Usually those words are followed by this: My help comes from the Lord, the Maker of heaven and earth. He will not let your foot slip - He who watches over you will not slumber; Indeed, he who watches over Israel will neither slumber nor sleep. The LORD watches over you The LORD is your shade at your right hand; The sun will not harm you by day, nor the moon by night. The LORD will keep you from all harm - He will watch over your life; The LORD will watch over your coming and going Both now and forevermore.
Sounds amazing, doesn't it? Just what I want, really! But these days my question isn't answered so soundly. For me I am looking around and asking, "where does my help come from?" I would love to answer it as did the Psalmist. But I just can't. I ask my questions and I don't feel like I hear an answer. I make my requests, good ones, and they too go unanswered. These days it kind of feels like I'm on my own, and left to do the best I can do.
Mostly these prayers are in reference to my family, for peace, or rest, or just to experience God in some sort of way! Or for him to just deal with me and my heart. I'll tell you, 3 a.m. prayers are pretty raw, and you can do a fair amount of looking for help. But I don't know where my help comes from.
I've actually gotten mad at God, and I decided I wasn't going to talk to him or ask him for anything else, since I kind of felt like I was on my own anyway. But I keep finding myself praying and talking to him before I can stop myself, and when I realize what I'm doing I'm just left in a fuzzy quandry.

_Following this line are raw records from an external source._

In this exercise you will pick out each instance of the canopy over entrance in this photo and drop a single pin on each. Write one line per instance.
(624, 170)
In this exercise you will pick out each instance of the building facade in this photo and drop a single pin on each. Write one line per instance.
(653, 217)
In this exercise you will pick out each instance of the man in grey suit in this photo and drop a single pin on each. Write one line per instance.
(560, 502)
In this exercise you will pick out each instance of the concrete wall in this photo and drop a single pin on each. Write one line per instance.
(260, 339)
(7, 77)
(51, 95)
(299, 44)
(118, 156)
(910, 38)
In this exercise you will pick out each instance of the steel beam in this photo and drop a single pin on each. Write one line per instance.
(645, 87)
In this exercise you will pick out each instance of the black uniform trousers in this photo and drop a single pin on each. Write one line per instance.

I ABSOLUTELY believe in God. I absolutely believe he's good, and knows all things and controls all things. In a very active way. And I believe in Jesus. I believe he is who he says he is, and that he did what he says he did. But I also want him to draw close to me and interact with me, which I do NOT believe he is doing. Perhaps one day he will again. But not these days.

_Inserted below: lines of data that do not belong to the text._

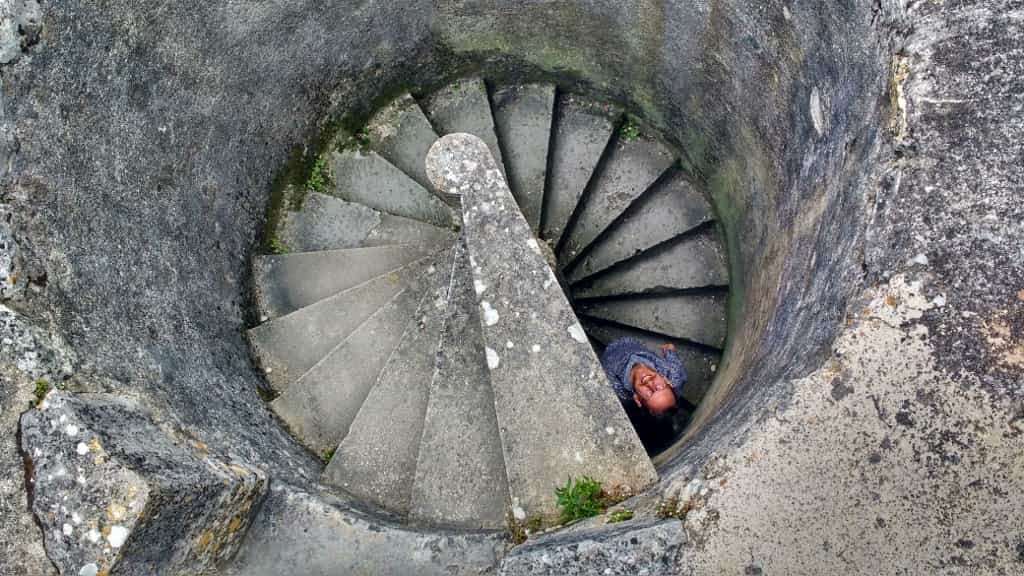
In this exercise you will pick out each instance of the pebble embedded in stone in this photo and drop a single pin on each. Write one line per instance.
(493, 358)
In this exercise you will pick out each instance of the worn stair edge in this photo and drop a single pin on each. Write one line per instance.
(380, 467)
(401, 134)
(549, 430)
(326, 222)
(465, 107)
(698, 318)
(580, 137)
(288, 346)
(460, 474)
(522, 120)
(285, 283)
(700, 363)
(303, 534)
(671, 208)
(320, 407)
(694, 261)
(365, 177)
(631, 167)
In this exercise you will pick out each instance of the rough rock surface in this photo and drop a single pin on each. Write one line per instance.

So I have a lot of dissonance in my heart. Because really I love him. I fear him a bit. Or maybe I fear him really, and love him a bit. But I'm also mad at him and want to pout and give him the silent treatment. To see if he notices? Maybe with the challenge for him to prove to me who he really is. Because perhaps therein lies some of my confusion.
IS he the only way to heaven? ARE we really just supposed to do the best we can and see how things end up? Is my family anything special to him at all, and does he really hold onto us so we can't slip away? I feel like I don't know the things I used to know.

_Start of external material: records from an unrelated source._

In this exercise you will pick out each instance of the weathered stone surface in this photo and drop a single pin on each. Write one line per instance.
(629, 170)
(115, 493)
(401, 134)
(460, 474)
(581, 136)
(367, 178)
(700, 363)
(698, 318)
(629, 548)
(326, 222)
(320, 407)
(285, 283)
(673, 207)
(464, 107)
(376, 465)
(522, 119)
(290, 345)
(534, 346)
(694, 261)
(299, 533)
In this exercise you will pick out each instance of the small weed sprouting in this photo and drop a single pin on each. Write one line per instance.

I know I'll probably be referred to go back and read my Bible more diligently, or seek more fervently. But why is it up to me to do in order to experince Him? And when I'm at my end, isn't that when his strength is made greatest? (Sigh--does that mean I have more to drain out of me before He'll answer me?)
My Nanny died last Thursday, January 20, my anniversary. (It's just coincidental that it happened to be my anniversary.) So what happened to her? My training and my belief tells me she knew Jesus so she went to heaven. I know what she believed! But is it so appealing to go to heaven and worship before someone we hardly knew here on earth? What is really true, here?
And yet, as if sending me a directive from beyond the grave, she compelled the Hospice chaplain to share Philippians 2:12-18 at her funeral--specifically poignant was 12-13--Therefore, my dear friends, as you have always obeyed—not only in my presence, but now much more in my absence—continue to work out your salvation with fear and trembling, for it is God who works in you to will and to act in order to fulfill his good purpose.
So... so I guess I still feel like pouting. And I do not have any clever conclusion to draw at the end of this post. I cannot shake what I believe, even when I'm not sure of it. And I guess I will carry on. But I do feel like I'm at the end of my strength, and I hope this doesn't make God angry, but for now I'm leaving it up to Him, and to the church to function like he's called it to. Grace means that forgiveness isn't due to what we can muster, and if what I have believed my whole life is true, then he won't let me slip through his fingers. This probably isn't what testing is supposed to look like, but I hope he keeps holding onto me when I can't hold onto him any longer.